Стоя на этом историческом стуле – отныне без посторонней помощи, – я сую руку за проигрыватель, где хранятся подписанные коробочки подальше от детей. Я была слишком склонна к естественным наукам, чтобы понимать принцип гомеопатии. Пустые маленькие картонные коробочки служили в качестве желанной движимости в моём недвижимом кукольном мире, поэтому все коробочки постепенно освобождались от своего содержимого. Сахарные шарики сходили за мини-конфетки. Ведь не могло быть лекарством вещество, сладкое на вкус, думала я в своё оправдание, медленно рассасывая шарики, а родители думали, что эти московские шарики, которые так же трудно было раздобыть, как и стенку, принимает ко всеобщему благу Константин.

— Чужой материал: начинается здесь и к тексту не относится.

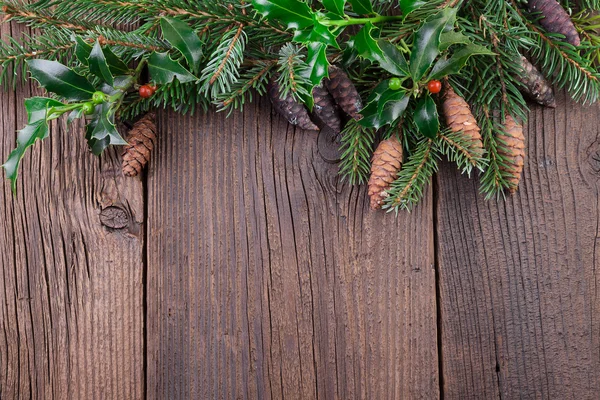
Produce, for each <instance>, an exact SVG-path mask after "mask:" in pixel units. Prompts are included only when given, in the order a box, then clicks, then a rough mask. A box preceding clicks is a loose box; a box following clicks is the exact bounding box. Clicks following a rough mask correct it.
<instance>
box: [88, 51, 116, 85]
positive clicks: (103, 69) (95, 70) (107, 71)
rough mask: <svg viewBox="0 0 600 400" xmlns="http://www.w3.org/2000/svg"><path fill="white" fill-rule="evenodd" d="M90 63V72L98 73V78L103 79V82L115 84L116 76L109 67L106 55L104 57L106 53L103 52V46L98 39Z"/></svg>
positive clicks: (89, 61)
mask: <svg viewBox="0 0 600 400" xmlns="http://www.w3.org/2000/svg"><path fill="white" fill-rule="evenodd" d="M88 63H89V66H90V72H91V73H92V74H94V75H96V76H97V77H98V78H100V79H102V81H103V82H106V83H108V84H109V85H110V86H112V85H114V77H113V76H112V73H111V72H110V69H109V68H108V63H107V62H106V57H104V53H103V52H102V46H100V43H99V42H98V41H96V44H95V45H94V47H93V48H92V51H91V52H90V57H89V58H88Z"/></svg>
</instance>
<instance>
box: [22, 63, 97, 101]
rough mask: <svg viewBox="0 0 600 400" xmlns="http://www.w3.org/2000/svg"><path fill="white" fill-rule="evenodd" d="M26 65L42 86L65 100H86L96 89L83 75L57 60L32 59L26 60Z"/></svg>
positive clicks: (90, 96) (34, 76)
mask: <svg viewBox="0 0 600 400" xmlns="http://www.w3.org/2000/svg"><path fill="white" fill-rule="evenodd" d="M27 65H28V66H29V71H31V76H32V77H33V79H35V80H36V81H38V82H39V84H40V85H41V86H42V87H43V88H45V89H46V90H47V91H49V92H52V93H55V94H57V95H58V96H60V97H63V98H65V99H66V100H69V101H81V100H88V99H91V98H92V95H93V94H94V91H95V90H96V89H94V87H93V86H92V84H91V83H90V82H89V81H88V80H87V79H86V78H85V77H83V76H81V75H79V74H77V73H76V72H74V71H73V70H71V69H69V68H67V67H66V66H64V65H62V64H61V63H59V62H57V61H49V60H42V59H33V60H27Z"/></svg>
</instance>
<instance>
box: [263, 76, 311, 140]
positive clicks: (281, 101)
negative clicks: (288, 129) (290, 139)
mask: <svg viewBox="0 0 600 400" xmlns="http://www.w3.org/2000/svg"><path fill="white" fill-rule="evenodd" d="M267 91H268V93H269V98H270V99H271V103H272V104H273V108H274V109H275V111H277V112H278V113H279V114H280V115H281V116H283V117H284V118H285V119H287V120H288V122H289V123H290V124H292V125H298V126H299V127H300V128H302V129H306V130H309V131H318V130H319V127H318V126H316V125H315V124H314V122H312V120H311V119H310V116H309V115H308V110H307V109H306V107H304V104H302V103H299V102H298V101H296V99H294V96H292V95H291V94H288V96H287V97H286V98H285V99H284V98H282V97H281V94H280V93H281V91H280V88H279V84H278V83H277V81H276V79H275V77H273V78H271V80H270V81H269V84H268V85H267Z"/></svg>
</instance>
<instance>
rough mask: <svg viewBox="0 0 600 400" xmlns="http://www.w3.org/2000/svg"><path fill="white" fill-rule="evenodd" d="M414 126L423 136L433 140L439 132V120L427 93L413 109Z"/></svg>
mask: <svg viewBox="0 0 600 400" xmlns="http://www.w3.org/2000/svg"><path fill="white" fill-rule="evenodd" d="M415 124H416V125H417V128H419V132H421V133H422V134H423V135H424V136H426V137H428V138H430V139H434V138H435V137H436V136H437V133H438V131H439V130H440V120H439V115H438V112H437V107H436V105H435V101H433V99H432V98H431V96H430V95H429V93H427V94H426V95H425V96H423V97H422V98H421V99H420V100H419V102H418V103H417V108H416V109H415Z"/></svg>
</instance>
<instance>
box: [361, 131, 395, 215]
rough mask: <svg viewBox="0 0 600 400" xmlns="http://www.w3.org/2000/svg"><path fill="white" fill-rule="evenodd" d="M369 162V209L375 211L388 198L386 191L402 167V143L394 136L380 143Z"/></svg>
mask: <svg viewBox="0 0 600 400" xmlns="http://www.w3.org/2000/svg"><path fill="white" fill-rule="evenodd" d="M371 161H372V162H371V177H370V178H369V197H370V198H371V209H373V210H377V209H378V208H381V206H382V204H383V201H384V200H385V199H386V197H388V193H387V190H388V189H389V187H390V185H391V184H392V182H394V181H395V180H396V178H397V177H398V172H399V171H400V168H401V167H402V142H401V141H400V140H399V139H398V138H397V137H396V135H392V137H391V138H389V139H387V140H384V141H382V142H381V143H379V146H377V149H376V150H375V152H374V153H373V159H372V160H371Z"/></svg>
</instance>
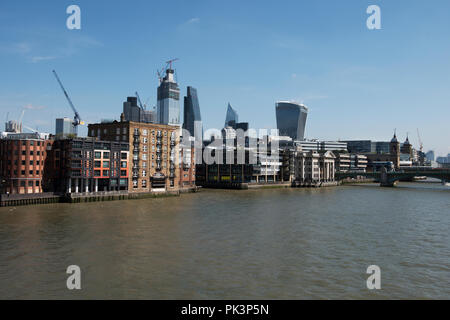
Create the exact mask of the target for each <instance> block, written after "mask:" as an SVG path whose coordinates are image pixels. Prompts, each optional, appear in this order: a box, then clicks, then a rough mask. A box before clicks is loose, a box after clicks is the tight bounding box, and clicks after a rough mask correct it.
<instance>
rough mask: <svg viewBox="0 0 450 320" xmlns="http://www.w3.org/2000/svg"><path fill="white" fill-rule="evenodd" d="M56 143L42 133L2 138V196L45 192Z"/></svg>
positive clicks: (0, 166)
mask: <svg viewBox="0 0 450 320" xmlns="http://www.w3.org/2000/svg"><path fill="white" fill-rule="evenodd" d="M52 143H53V141H52V140H49V139H48V138H47V137H43V136H42V135H40V134H38V133H8V134H7V135H5V136H3V137H2V139H0V193H9V194H32V193H42V192H43V189H44V184H45V182H44V181H45V179H44V175H45V174H46V170H47V169H46V161H47V155H48V151H49V150H51V147H52Z"/></svg>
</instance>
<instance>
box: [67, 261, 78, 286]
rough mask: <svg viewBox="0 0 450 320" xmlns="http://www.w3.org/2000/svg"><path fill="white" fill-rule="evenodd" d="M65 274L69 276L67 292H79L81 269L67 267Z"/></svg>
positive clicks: (70, 267) (67, 285)
mask: <svg viewBox="0 0 450 320" xmlns="http://www.w3.org/2000/svg"><path fill="white" fill-rule="evenodd" d="M66 273H67V274H70V276H69V277H68V278H67V281H66V286H67V289H69V290H81V269H80V267H79V266H77V265H71V266H68V267H67V270H66Z"/></svg>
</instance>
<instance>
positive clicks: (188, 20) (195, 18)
mask: <svg viewBox="0 0 450 320" xmlns="http://www.w3.org/2000/svg"><path fill="white" fill-rule="evenodd" d="M198 22H200V18H192V19H189V20H188V21H187V22H186V23H187V24H192V23H198Z"/></svg>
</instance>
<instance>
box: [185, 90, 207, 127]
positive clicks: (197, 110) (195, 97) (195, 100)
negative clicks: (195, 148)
mask: <svg viewBox="0 0 450 320" xmlns="http://www.w3.org/2000/svg"><path fill="white" fill-rule="evenodd" d="M183 118H184V119H183V120H184V121H183V129H186V130H188V131H189V133H190V134H191V136H194V134H195V130H196V129H197V134H202V131H203V130H202V123H201V121H202V118H201V116H200V105H199V103H198V96H197V89H195V88H192V87H187V96H186V97H184V113H183Z"/></svg>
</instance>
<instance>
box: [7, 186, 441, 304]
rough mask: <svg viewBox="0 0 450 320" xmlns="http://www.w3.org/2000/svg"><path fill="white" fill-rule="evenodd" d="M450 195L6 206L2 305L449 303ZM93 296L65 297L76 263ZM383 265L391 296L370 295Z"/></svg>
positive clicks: (343, 188) (222, 194) (287, 196)
mask: <svg viewBox="0 0 450 320" xmlns="http://www.w3.org/2000/svg"><path fill="white" fill-rule="evenodd" d="M449 191H450V188H449V187H445V186H443V185H440V184H429V183H411V184H400V186H399V188H396V189H389V188H387V189H385V188H380V187H378V186H377V185H359V186H345V187H338V188H327V189H325V188H324V189H271V190H249V191H225V190H205V191H202V192H200V193H196V194H186V195H182V196H181V197H177V198H164V199H146V200H133V201H117V202H102V203H88V204H71V205H69V204H56V205H55V204H54V205H41V206H33V207H17V208H0V298H3V299H4V298H6V299H11V298H26V299H27V298H39V299H42V298H57V299H58V298H106V299H107V298H118V299H121V298H148V299H232V298H233V299H245V298H252V299H302V298H350V299H352V298H364V299H379V298H447V299H448V298H450V289H449V284H450V283H449V279H450V238H449V232H448V230H449V225H450V223H449V222H450V215H449V214H448V213H449V212H450V210H449V209H450V200H449V195H450V193H449ZM72 264H76V265H79V266H80V267H81V270H82V281H81V285H82V290H81V291H69V290H67V289H66V279H67V276H68V275H67V274H66V273H65V270H66V268H67V266H69V265H72ZM372 264H376V265H378V266H380V268H381V273H382V290H380V291H369V290H367V288H366V279H367V277H368V275H366V273H365V272H366V269H367V267H368V266H369V265H372Z"/></svg>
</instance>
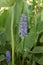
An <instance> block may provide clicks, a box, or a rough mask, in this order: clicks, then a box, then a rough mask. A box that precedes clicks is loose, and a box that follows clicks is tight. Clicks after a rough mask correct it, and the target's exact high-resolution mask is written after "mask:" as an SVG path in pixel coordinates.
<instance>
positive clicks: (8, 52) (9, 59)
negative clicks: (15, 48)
mask: <svg viewBox="0 0 43 65" xmlns="http://www.w3.org/2000/svg"><path fill="white" fill-rule="evenodd" d="M10 60H11V53H10V51H6V61H7V62H9V61H10Z"/></svg>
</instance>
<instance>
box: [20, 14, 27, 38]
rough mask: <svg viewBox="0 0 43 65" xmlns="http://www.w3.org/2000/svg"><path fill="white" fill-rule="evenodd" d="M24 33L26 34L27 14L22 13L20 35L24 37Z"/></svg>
mask: <svg viewBox="0 0 43 65" xmlns="http://www.w3.org/2000/svg"><path fill="white" fill-rule="evenodd" d="M26 34H27V16H26V15H25V14H22V15H21V19H20V37H21V38H24V36H25V35H26Z"/></svg>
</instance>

Сколько себя помню, все разговоры в семье велись о нормах и об отклонениях от нормы, о решении «будущего твоих братьев», о справедливости, её нехватке, о еде и её нехватке или избытке. Всё это варилось до готовности и разбухало как сказочная каша. Без сникерса рушится качество жизни, с ним избыток ароматов стреляет в голову золотом, экономика дефицита вдруг оказывается полезной для здоровья. Тренируешься в аскезе со стрижкой ирокез, растущей внутрь, или съедаешь свой долг перед родителями. Они произвели нас в этот прекрасный новый мир. Мы теперь что-то производим. Завтра погода будет хорошая, если мы съедим всё, что на тарелке.
Своего сына я вторично родила на свет в Швейцарии, здесь он ожил, а с другой стороны: его детство, которое он – с пяти лет – может переживать как таковое, кормит во мне бродячую лакомку, хочу я того или нет. Мы видим, жизнь может протекать без экстрима, без брани и ругани, без летающих домашних тапок, битой посуды и других метко нацеленных упрёков. Вдруг никто тебя ни к чему не принуждает, не давит на тебя и ничего от тебя не ожидает. Я купила викторианский шкаф, поставила его в гостиной и поставила в него русские книги. У нас вдруг возникло однозначное отношение друг к другу, независимо от аппетита, языка и погоды, а также от того, что мы затеваем, он или я. Мы не притворяемся, и дело движется.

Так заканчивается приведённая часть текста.